Family, connected

3 May 2012

As you regular readers will know, my neighbor and friend, Mama Dora, means a lot to me. Her whole family is just fantastic; they’re such good people. My parents, having heard me talk about her and the kids, asked if they could sponsor Dora to go to boarding school, which is usually the only way to get a good secondary education here. It’s inexpensive by American standards, but for most Tanzanians, it’s out of reach.

So last night, I told Mama Dora, etc about their offer. I brought them a picture of us to see, and told them about how I had told my parents about them and that my parents were happy I had friends like them here. Then, I said, ‘So Dora, if you want to go to boarding school…’, something changed in the air, a collection intake of breath, ‘…they will pay.’ They were so happy!  Tanzanians are not very emotive. Dora mostly just smiled shyly as she does, Mama Dora was grinning away, but Baba Dora was the most expressive. As soon as the words were out of my mouth, he jumped up and hugged me! They said many times to thank my parents and tell them how happy they are and actually Baba Dora hugged me several times. For a Tanzanian, he was absolutely beside himself. I was so happy. I gave them the photo to keep in their house. I’m going to take a picture of them to send to my parents, too. It was so wonderful. They absolutely deserve this.

The family, plus a neighbor boy.

Strange and sad

2 May 2012

I have seen two naked women this week, which seems statistically odd, as I had previously not seen any naked women here and then I saw two in one week. One was on Sunday morning. She had on a kanga, but was naked from the waist up. She was standing in the median of the main road into town. She was dirty and unkempt. The other one was a couple days ago. She was completely, fully naked, also dirty and unkempt, standing in the middle of the road outside town. The bus had to swerve to miss her.

Awe

1 May 2012

Sometimes there are things that happen that cannot be described in words. Things that defy the wide range of spoken language, of body language, of facial expressions. The incident speaks for itself, and trying to describe the emotions it invoked only demeans it. You just have to store it away in a jeweled box inside yourself and hope that others will catch a glimpse of the un-expressable emotions through a video of the thing that happened, if there is one.
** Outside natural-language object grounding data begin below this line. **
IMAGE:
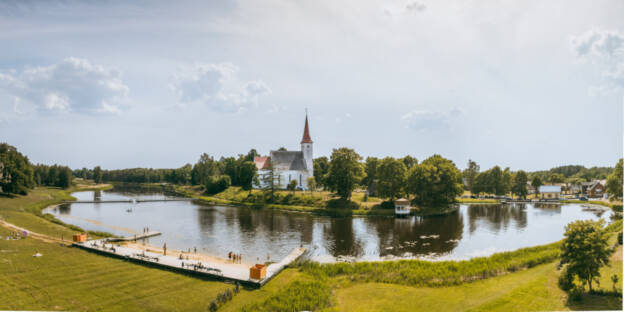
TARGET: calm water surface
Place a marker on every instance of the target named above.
(475, 230)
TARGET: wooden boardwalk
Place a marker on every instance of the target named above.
(221, 270)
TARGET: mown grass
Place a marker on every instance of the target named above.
(477, 201)
(72, 279)
(300, 295)
(442, 273)
(310, 202)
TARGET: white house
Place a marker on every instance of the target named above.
(550, 191)
(289, 165)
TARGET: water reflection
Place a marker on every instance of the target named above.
(474, 230)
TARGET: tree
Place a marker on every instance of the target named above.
(497, 180)
(292, 185)
(434, 182)
(585, 250)
(269, 178)
(16, 175)
(345, 172)
(390, 178)
(97, 175)
(370, 170)
(65, 178)
(248, 173)
(409, 161)
(556, 178)
(311, 182)
(321, 168)
(519, 187)
(470, 174)
(507, 181)
(614, 181)
(536, 183)
(217, 184)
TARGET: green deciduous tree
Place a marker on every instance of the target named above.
(292, 185)
(321, 168)
(311, 182)
(434, 182)
(370, 170)
(391, 176)
(470, 174)
(97, 174)
(536, 183)
(585, 250)
(409, 161)
(614, 181)
(519, 187)
(16, 175)
(345, 171)
(247, 174)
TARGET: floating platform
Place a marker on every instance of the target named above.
(220, 270)
(124, 201)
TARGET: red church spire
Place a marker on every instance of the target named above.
(306, 133)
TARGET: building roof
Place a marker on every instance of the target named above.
(306, 133)
(550, 189)
(262, 162)
(288, 160)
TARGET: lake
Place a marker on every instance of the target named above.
(475, 230)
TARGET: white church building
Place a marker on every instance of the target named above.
(289, 165)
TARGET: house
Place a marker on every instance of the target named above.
(289, 165)
(596, 189)
(550, 191)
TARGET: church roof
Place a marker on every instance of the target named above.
(306, 133)
(288, 160)
(262, 162)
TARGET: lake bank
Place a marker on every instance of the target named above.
(141, 288)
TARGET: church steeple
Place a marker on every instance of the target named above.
(306, 133)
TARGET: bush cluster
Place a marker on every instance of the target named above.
(217, 184)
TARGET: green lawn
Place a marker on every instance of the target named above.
(66, 278)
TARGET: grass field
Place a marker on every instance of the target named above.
(67, 278)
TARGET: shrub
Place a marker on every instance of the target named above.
(576, 293)
(566, 280)
(387, 205)
(217, 184)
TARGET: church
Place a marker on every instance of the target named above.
(289, 165)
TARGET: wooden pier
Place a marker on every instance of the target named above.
(175, 261)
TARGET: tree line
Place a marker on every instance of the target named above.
(434, 181)
(18, 175)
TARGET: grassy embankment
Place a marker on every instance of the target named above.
(25, 211)
(521, 280)
(315, 202)
(322, 202)
(72, 279)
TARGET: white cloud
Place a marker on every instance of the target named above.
(427, 120)
(71, 85)
(217, 87)
(606, 50)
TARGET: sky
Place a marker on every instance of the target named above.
(522, 84)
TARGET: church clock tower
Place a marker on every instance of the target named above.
(306, 148)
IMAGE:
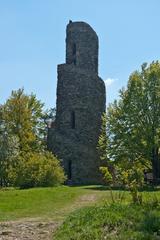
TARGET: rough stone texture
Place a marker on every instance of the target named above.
(80, 104)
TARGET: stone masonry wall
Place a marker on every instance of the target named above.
(80, 104)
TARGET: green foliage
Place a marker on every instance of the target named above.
(133, 122)
(37, 169)
(115, 221)
(23, 159)
(9, 150)
(130, 140)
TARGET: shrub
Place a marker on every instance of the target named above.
(38, 169)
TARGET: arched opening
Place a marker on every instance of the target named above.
(70, 170)
(74, 53)
(73, 120)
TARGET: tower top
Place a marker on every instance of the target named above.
(82, 46)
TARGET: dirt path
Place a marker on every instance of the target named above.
(35, 229)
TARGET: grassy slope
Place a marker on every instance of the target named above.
(118, 221)
(53, 203)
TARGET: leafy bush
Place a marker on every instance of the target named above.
(38, 169)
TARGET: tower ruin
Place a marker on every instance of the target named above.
(79, 107)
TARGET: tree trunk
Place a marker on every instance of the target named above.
(155, 165)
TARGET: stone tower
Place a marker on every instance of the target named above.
(80, 104)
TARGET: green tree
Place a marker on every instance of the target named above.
(23, 115)
(38, 170)
(9, 151)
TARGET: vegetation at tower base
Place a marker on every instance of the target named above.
(130, 144)
(24, 160)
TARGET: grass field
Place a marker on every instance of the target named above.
(54, 203)
(88, 212)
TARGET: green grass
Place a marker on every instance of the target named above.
(112, 222)
(99, 220)
(53, 203)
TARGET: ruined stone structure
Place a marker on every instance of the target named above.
(80, 104)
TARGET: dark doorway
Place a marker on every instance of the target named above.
(73, 120)
(69, 170)
(74, 53)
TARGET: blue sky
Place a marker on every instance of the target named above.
(32, 41)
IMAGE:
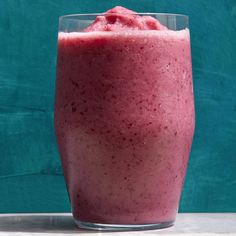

Jo, with whom I’m doing some work for her organization, Shukuru, knows a girl from her volunteering days who we went to visit today. Linnah looks younger than she is; she is petite and confident. We met her at her sister’s rented house, where she’s staying. It’s in a beautiful area outside town that on clear days must have a stunning view of Kilimanjaro. She served us tea and chapatis in their 10x6ft living room while her two young nieces looked on. She told us her story while we filmed it for the organization’s website. Several years ago, one of Jo’s fellow volunteers had offered to pay for Linnah’s secondary schooling, but then reneged when he lost his job. Since then, this girl has dropped out of school, had a baby, gone to an informal school where she completed two years of secondary in one and passed the national exam while working at an orphanage where she was abused. She’s now waiting to do her next two years of secondary, also in one year, and has hopes to go on to university eventually. She’s seventeen.

Not only is her story and the fact that she’s so determined impressive, but she also talked about how strongly she believes that girls and women in Tanzania can do anything they want if they just have determination. All their lives they’re told they can’t do things because they’re women and they’re just going to be housewives but she knows they can do great things and furthermore, she knows that she will do great things. She wants to study international relations so she can go abroad and represent Tanzania to the world and by doing so, help lift her country up. Where did she get this stuff? Where did this belief and determination come from? This desire to go and show the world how great Tanzania could be is something I’ve heard before, but generally from men.  And not only is she a girl, she’s a girl who has faced some serious obstacles and gone through some seriously rough times.

Do you understand now why there are no words to express what it was like to witness this?